II. It is probable, indeed, that we should all direct our life, and choose our companionship, more carefully if we duly considered the long results of these things; if we remembered that in moral relations, as in other matters, it is not easy to start afresh when we please and unencumbered. Friendships are two-edged tools, which may open up for you the way to life or the way to death.

III. There is no more certain support to the weak or the young than the feeling of nearness to some friend whom they know to be strong and pure, earnest for what is right and a hater of evil. Our companionship with such an one is like living continually in a pure and healthy pasture, and as the nearest earthly resemblance to walking with God in Christ, as we hope in our perfection to walk with Him hereafter. These are the true servants of Christ, and they only have the promise of the life that now is and of that which is to come.

J. Percival, Some Helps for School Life, p. 155.


References: Proverbs 13:20.—W. Arnot, Laws from Heaven, 1st series, p. 355; Outline Sermons to Children, p. 75.


Verse 21

Proverbs 13:21

The expectation of concealment, and therefore of impunity, encourages the great mass of men in the sins which they commit. But you may take the very case in which, of all others, it would seem as though sin had been committed with impunity—the case in which a sin is finally pardoned for the sake of the Redeemer—and prove with the greatest accuracy of demonstration that nothing can be more unfounded than the expecting to escape all consequences in escaping the first.
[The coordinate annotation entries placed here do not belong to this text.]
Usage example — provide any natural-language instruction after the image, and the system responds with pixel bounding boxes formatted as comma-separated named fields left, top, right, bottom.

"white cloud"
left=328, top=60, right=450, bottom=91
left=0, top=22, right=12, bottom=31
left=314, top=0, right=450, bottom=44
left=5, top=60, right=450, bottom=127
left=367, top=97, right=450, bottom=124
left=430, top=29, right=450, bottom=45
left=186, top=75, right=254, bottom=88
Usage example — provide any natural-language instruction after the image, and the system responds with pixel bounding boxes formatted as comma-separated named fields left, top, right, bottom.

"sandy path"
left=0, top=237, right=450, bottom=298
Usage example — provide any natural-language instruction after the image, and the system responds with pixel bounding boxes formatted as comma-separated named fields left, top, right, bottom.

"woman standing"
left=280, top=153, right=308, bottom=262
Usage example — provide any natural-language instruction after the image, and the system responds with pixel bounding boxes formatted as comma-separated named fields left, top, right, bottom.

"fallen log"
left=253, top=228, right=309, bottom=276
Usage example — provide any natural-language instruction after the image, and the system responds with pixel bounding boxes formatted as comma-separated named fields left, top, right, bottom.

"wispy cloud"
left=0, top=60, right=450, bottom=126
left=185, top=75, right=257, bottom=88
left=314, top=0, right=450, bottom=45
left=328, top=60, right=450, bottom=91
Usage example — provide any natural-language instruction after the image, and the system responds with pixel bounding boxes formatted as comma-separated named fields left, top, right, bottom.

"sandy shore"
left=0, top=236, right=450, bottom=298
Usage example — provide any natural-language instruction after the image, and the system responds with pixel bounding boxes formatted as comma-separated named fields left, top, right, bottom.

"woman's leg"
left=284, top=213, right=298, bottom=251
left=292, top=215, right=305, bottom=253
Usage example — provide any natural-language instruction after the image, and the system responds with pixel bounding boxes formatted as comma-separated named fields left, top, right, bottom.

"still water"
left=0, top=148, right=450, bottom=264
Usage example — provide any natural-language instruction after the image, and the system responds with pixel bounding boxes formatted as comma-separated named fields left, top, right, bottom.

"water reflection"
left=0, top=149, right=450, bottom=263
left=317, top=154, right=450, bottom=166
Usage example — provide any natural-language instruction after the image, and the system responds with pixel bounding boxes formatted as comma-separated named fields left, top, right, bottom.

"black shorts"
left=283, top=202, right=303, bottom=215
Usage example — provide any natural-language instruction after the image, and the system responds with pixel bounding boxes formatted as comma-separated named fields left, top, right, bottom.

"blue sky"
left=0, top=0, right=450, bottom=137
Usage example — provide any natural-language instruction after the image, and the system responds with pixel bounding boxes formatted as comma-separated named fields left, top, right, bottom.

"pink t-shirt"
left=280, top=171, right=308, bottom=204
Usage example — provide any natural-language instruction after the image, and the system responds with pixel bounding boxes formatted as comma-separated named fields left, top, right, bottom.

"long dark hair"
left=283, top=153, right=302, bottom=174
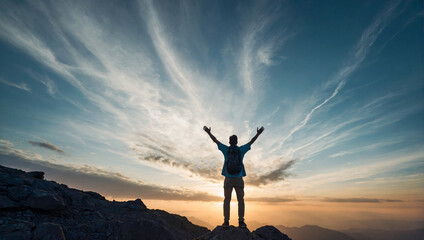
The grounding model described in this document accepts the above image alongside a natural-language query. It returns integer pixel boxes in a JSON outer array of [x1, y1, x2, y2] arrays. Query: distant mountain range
[[276, 225, 356, 240], [276, 225, 424, 240]]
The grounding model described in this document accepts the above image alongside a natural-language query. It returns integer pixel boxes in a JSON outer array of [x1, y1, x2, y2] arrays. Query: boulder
[[253, 226, 291, 240], [125, 198, 147, 211], [33, 223, 66, 240], [198, 226, 261, 240], [119, 219, 177, 240], [27, 171, 44, 179], [0, 195, 19, 209], [24, 190, 65, 210], [0, 219, 34, 240], [7, 185, 32, 201]]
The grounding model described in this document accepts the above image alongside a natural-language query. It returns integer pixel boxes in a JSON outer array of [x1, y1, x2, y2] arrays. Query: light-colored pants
[[224, 177, 244, 221]]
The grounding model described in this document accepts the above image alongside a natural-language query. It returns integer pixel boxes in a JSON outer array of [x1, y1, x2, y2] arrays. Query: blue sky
[[0, 1, 424, 223]]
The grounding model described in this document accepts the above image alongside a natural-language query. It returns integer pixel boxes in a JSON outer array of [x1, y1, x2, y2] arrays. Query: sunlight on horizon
[[0, 0, 424, 232]]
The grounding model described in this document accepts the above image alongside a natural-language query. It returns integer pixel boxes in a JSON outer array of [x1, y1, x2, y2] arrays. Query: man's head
[[230, 135, 237, 146]]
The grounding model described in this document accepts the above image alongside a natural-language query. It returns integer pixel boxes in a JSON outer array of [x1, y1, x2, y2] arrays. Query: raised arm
[[203, 126, 219, 144], [249, 127, 264, 145]]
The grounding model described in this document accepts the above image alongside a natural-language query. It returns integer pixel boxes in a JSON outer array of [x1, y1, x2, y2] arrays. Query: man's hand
[[256, 126, 265, 135], [249, 127, 264, 145], [203, 126, 219, 144], [203, 126, 211, 133]]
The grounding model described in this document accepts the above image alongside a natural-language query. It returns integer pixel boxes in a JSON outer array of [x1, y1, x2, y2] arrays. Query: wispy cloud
[[246, 160, 296, 186], [238, 1, 293, 94], [0, 1, 416, 193], [28, 141, 67, 155], [0, 78, 31, 92], [322, 198, 403, 203], [0, 143, 221, 201], [277, 1, 399, 148]]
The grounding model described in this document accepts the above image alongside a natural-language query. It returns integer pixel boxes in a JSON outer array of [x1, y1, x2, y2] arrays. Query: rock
[[0, 166, 210, 240], [84, 191, 106, 200], [7, 185, 32, 201], [125, 198, 147, 211], [198, 226, 291, 240], [119, 219, 177, 240], [24, 190, 65, 210], [27, 171, 44, 179], [33, 223, 66, 240], [253, 226, 291, 240], [0, 195, 19, 209], [0, 220, 34, 240], [198, 226, 261, 240]]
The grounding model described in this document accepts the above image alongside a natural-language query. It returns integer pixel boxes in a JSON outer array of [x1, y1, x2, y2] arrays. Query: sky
[[0, 0, 424, 229]]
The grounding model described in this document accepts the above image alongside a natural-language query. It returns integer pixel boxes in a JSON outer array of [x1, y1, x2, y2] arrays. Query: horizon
[[0, 0, 424, 230]]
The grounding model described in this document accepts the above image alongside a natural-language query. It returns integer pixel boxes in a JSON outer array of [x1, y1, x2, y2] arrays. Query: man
[[203, 126, 264, 228]]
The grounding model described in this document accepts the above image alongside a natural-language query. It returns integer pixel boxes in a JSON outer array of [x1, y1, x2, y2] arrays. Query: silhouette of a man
[[203, 126, 264, 228]]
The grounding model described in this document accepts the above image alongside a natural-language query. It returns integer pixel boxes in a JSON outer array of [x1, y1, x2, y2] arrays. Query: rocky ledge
[[0, 166, 289, 240], [197, 226, 291, 240]]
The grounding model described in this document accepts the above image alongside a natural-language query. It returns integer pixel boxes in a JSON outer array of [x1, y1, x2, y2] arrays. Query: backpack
[[227, 146, 243, 175]]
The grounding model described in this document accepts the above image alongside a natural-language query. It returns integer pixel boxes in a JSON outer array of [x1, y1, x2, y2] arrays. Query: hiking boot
[[239, 221, 247, 228], [221, 221, 230, 228]]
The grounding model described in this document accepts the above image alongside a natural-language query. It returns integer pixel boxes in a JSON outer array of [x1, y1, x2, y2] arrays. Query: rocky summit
[[197, 226, 291, 240], [0, 166, 289, 240]]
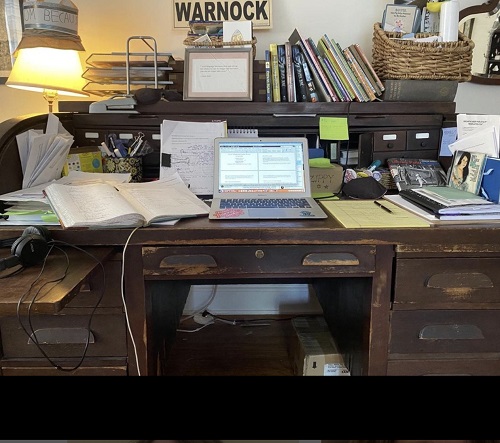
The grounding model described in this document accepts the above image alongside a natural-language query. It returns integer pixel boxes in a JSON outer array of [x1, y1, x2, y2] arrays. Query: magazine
[[387, 158, 447, 191]]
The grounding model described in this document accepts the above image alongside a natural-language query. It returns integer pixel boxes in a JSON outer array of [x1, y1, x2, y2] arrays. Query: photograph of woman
[[450, 152, 470, 191]]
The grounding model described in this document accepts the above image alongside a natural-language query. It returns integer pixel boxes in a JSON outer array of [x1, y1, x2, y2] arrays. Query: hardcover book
[[381, 79, 458, 102], [269, 43, 281, 102], [291, 45, 310, 102], [448, 151, 487, 194], [387, 158, 447, 191], [288, 28, 333, 102], [40, 173, 210, 228]]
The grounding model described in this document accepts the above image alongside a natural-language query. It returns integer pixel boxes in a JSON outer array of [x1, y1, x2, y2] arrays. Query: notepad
[[320, 200, 431, 228]]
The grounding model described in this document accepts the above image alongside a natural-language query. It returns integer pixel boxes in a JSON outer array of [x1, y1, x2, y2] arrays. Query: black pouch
[[342, 177, 387, 200]]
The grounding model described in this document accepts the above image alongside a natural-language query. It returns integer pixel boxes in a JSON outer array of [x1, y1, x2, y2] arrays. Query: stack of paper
[[16, 114, 74, 189]]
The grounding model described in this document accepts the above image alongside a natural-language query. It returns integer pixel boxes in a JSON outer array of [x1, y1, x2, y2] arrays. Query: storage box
[[62, 146, 102, 175], [372, 23, 474, 82], [290, 317, 350, 376]]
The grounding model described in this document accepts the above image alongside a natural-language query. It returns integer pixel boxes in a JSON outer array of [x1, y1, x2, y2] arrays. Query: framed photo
[[183, 48, 253, 101]]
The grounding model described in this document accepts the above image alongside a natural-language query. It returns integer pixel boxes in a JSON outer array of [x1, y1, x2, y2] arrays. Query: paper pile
[[16, 114, 74, 189]]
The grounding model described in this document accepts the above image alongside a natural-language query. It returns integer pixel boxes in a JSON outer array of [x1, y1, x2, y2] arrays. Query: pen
[[373, 200, 393, 214]]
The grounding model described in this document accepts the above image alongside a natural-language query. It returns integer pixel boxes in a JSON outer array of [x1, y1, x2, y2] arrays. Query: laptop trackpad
[[248, 208, 288, 218]]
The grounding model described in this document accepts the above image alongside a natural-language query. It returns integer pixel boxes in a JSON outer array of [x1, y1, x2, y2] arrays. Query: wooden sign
[[173, 0, 272, 29]]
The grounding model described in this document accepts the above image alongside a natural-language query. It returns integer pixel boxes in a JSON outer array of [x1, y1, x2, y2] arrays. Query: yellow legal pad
[[320, 200, 431, 228]]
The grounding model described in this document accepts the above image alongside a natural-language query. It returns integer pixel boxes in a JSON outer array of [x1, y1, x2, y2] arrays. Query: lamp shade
[[5, 47, 89, 97]]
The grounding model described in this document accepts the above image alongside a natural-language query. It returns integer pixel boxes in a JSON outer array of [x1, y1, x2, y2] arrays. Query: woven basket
[[184, 36, 257, 59], [372, 23, 474, 82]]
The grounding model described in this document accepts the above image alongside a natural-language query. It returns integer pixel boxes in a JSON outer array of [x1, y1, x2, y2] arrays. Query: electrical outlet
[[193, 314, 214, 325]]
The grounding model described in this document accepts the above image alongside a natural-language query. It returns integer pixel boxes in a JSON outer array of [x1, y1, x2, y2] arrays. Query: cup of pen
[[102, 156, 142, 182]]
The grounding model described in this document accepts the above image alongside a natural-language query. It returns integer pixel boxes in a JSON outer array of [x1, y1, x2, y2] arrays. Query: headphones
[[0, 226, 52, 271]]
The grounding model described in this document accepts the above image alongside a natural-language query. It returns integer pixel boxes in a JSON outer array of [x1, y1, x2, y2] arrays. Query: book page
[[116, 173, 210, 224], [44, 183, 144, 228]]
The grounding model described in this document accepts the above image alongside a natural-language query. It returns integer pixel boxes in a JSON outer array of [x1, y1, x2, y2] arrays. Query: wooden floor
[[164, 317, 295, 376]]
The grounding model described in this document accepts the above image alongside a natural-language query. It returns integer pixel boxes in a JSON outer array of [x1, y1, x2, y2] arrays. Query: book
[[447, 151, 487, 194], [264, 49, 273, 103], [347, 44, 382, 97], [288, 28, 333, 102], [269, 43, 281, 102], [353, 43, 385, 92], [40, 173, 210, 229], [285, 41, 297, 102], [342, 48, 377, 102], [380, 79, 458, 102], [399, 186, 493, 215], [293, 44, 319, 103], [276, 44, 288, 102], [305, 37, 339, 102], [386, 158, 447, 191], [383, 194, 500, 225], [318, 34, 370, 102], [291, 45, 310, 102], [382, 3, 420, 34]]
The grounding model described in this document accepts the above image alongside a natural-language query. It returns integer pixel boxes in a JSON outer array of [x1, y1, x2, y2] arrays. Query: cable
[[16, 240, 106, 372], [120, 226, 141, 376]]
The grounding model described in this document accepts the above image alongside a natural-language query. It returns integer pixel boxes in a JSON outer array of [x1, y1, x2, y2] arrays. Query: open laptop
[[209, 137, 327, 220]]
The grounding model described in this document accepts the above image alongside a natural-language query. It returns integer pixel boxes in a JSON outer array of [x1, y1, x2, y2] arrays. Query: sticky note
[[319, 117, 349, 140]]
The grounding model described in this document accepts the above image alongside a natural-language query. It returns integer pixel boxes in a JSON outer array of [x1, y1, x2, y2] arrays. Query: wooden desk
[[0, 218, 500, 375]]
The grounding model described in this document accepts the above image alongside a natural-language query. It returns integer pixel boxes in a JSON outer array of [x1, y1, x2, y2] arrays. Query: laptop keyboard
[[220, 198, 311, 209]]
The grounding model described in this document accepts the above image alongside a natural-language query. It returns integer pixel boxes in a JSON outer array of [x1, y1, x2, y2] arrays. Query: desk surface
[[0, 247, 113, 315]]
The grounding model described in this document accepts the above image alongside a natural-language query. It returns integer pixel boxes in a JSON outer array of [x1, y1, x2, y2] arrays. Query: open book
[[44, 173, 210, 228]]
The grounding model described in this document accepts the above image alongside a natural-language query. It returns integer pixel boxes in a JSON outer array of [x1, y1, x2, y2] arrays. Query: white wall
[[0, 0, 500, 314], [0, 0, 500, 121]]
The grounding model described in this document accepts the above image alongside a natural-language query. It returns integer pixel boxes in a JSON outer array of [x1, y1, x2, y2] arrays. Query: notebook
[[209, 137, 328, 220]]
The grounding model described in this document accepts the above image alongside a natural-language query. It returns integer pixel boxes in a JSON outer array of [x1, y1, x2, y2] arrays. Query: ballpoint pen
[[373, 200, 393, 214]]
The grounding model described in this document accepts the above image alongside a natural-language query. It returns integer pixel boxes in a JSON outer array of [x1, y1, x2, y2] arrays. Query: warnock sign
[[173, 0, 272, 29]]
There is a perfect possibility—to use the very lowest word—that the man who commits a sin and afterwards repents and is forgiven, may have to bear a burden, through all his after-days on earth, which is distinctly the entailment or consequence of that sin; and with so fatal a power may his transgressions act on every moment of his eternity, that he shall occupy for ever a lower station in the glorified Church than would have been his had the transgression not been wrought.

II. There is something very peculiar in the expression, "evil pursueth the sinner." It is as though it hunted him with the greatest pertinacity, tracking him through the various scenes of life, and then, when perhaps he has all the appearance of having evaded his enemy, and seems, as it were, effectually concealed, the enemy darts upon him suddenly, exacting all its punishment. You cannot think of evil pursuing, and then finding out, a man without thinking of that man as apparently armed against detection: for there is something in the expression which indicates search on the part of the sin, and therefore concealment on the part of the sinner. So that it may be at a moment when there is no remembrance of what has been done, or at least no apprehension of being called to a reckoning, that the crime reappears in the form of vengeance, and proves with what unwearied hostility it has followed the offender.

III. We believe it to be equally true that sins wrought after conversion are not suffered to pass unpunished, however they may be pardoned through the propitiation of Christ. If God is to show displeasure at the iniquities of His own people as well as of His enemies, it must be shown in this life; and hence we suppose it is true that "those whom the Lord loveth He chasteneth," not only because the chastisements prepare for glory, and, therefore, prove love, but also because chastisements are consequences of sin in those whom God loves, and must be experienced on this side of the grave.

H. Melvill, Penny Pulpit, No. 1792.

References: Proverbs 13:22-25.—R. Wardlaw, Lectures on Proverbs, vol. i., p. 355. Proverbs 13:24.—W. Arnot, Laws from Heaven, 1st series, p. 359.